Экипаж самолета. Слева направо: штурман Галя Маркова, стрелок-радист Ваня Соленов, командир экипажа Маша Долина.
7
Голос стрелка-радиста заставил Машу оглянуться.
— Товарищ командир, правый мотор горит!
Радист Ваня Соленов говорил спокойно, по-волжски напирая на звук «о», так, словно докладывал о чем-то обычном, и Маша сразу не поняла: говорит ли он об их самолете или о чьем-то другом? Но, взглянув еще раз, увидела тонкую полоску дыма, потянувшуюся за правым крылом.
— Штурман, мотор горит… — сказала Маша.
Я слышала доклад радиста, но в это время на перекрестии прицела моего пулемета показался «мессер», и я не ответила Маше. Я стреляла длинными очередями, забыв о том, что надо беречь патроны, что бой только начался, не думала о горящем моторе и о том, что каждую секунду Маша может крикнуть мне:
— Куда садиться?
Перед выходом на боевой курс мы договорились с Машей, что она скомандует мне, когда откроются люки на самолете командира эскадрильи. Самой мне прицеливаться некогда: со всех сторон шли в атаку истребители противника. Снова длинная очередь… За темным силуэтом Ме-109 потянулся хвост дыма, потом мелькнуло пламя, и он, «штопоря», пошел к земле.
«Неужели попала?! Может быть, и не я, сейчас ведут огонь все девчонки… Какая разница! — радовалась я, — Все-таки мы сбили одного!»
Я не могла заставить себя удержаться и стрелять короткими очередями, хотя чувствовала, как перегрелся ствол пулемета. Вот из-за киля хвоста показался нос истребителя, я быстро развернула пулемет на турели, истребитель распластался по всей черте прицела. «Хорошо, — думала я, — уж теперь-то я тебя достану…» Пальцы нажали шершавую гашетку, но пулемет молчал.

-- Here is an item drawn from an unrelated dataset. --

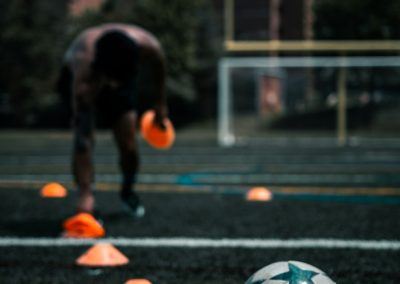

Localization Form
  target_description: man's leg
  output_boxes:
[113,111,144,217]
[72,106,94,213]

С каждой секундой «мессер» в прицеле становился все больше и больше, мои пальцы с силой давили на спуск, но безрезультатно… Может быть, просто осечка? В растерянности я заглянула в прорезь патронного ящика, там блестели гильзы патронов. Торопливо дернула ручку перезарядки, она шла туго, и я почти повисла на ней. Наконец-то! Но я уже не успела дать очередь, истребитель ушел вниз, а из-под капота левого мотора поползли язычки пламени. Какое-то время я завороженно смотрела на него, бросив пулемет.
— Люки! Люки! — услышала я голос Маши. — Что ты там мечтаешь!
Я не мечтала. Открыла люки, и тут смысл случившегося вдруг ясно представился мне: горели оба мотора…
Стало холодно, словно после стакана студеной воды. Бомбы еще в люках… Успеем ли?
— Ты видишь, Маша?
— Вижу… Стреляй.
Больше мы не говорили ни о чем. Мы сами еще не знали, что будем делать через пять — десять минут. Огонь на моторах словно отрезвил меня, теперь я стреляла короткими очередями, почти машинально отсчитывая расстояние по черточкам прицела: двести метров, сто пятьдесят… сто… Горел еще один истребитель, и я на мгновение оглянулась. Огонь гладкой струей срывался с крыльев и исчезал в клубах черного дыма. Успеем ли сбросить бомбы? Мне не терпелось поскорее сбросить их, словно освободиться от грозящей опасности, а другая опасность — горящий самолет — уходила из моего сознания.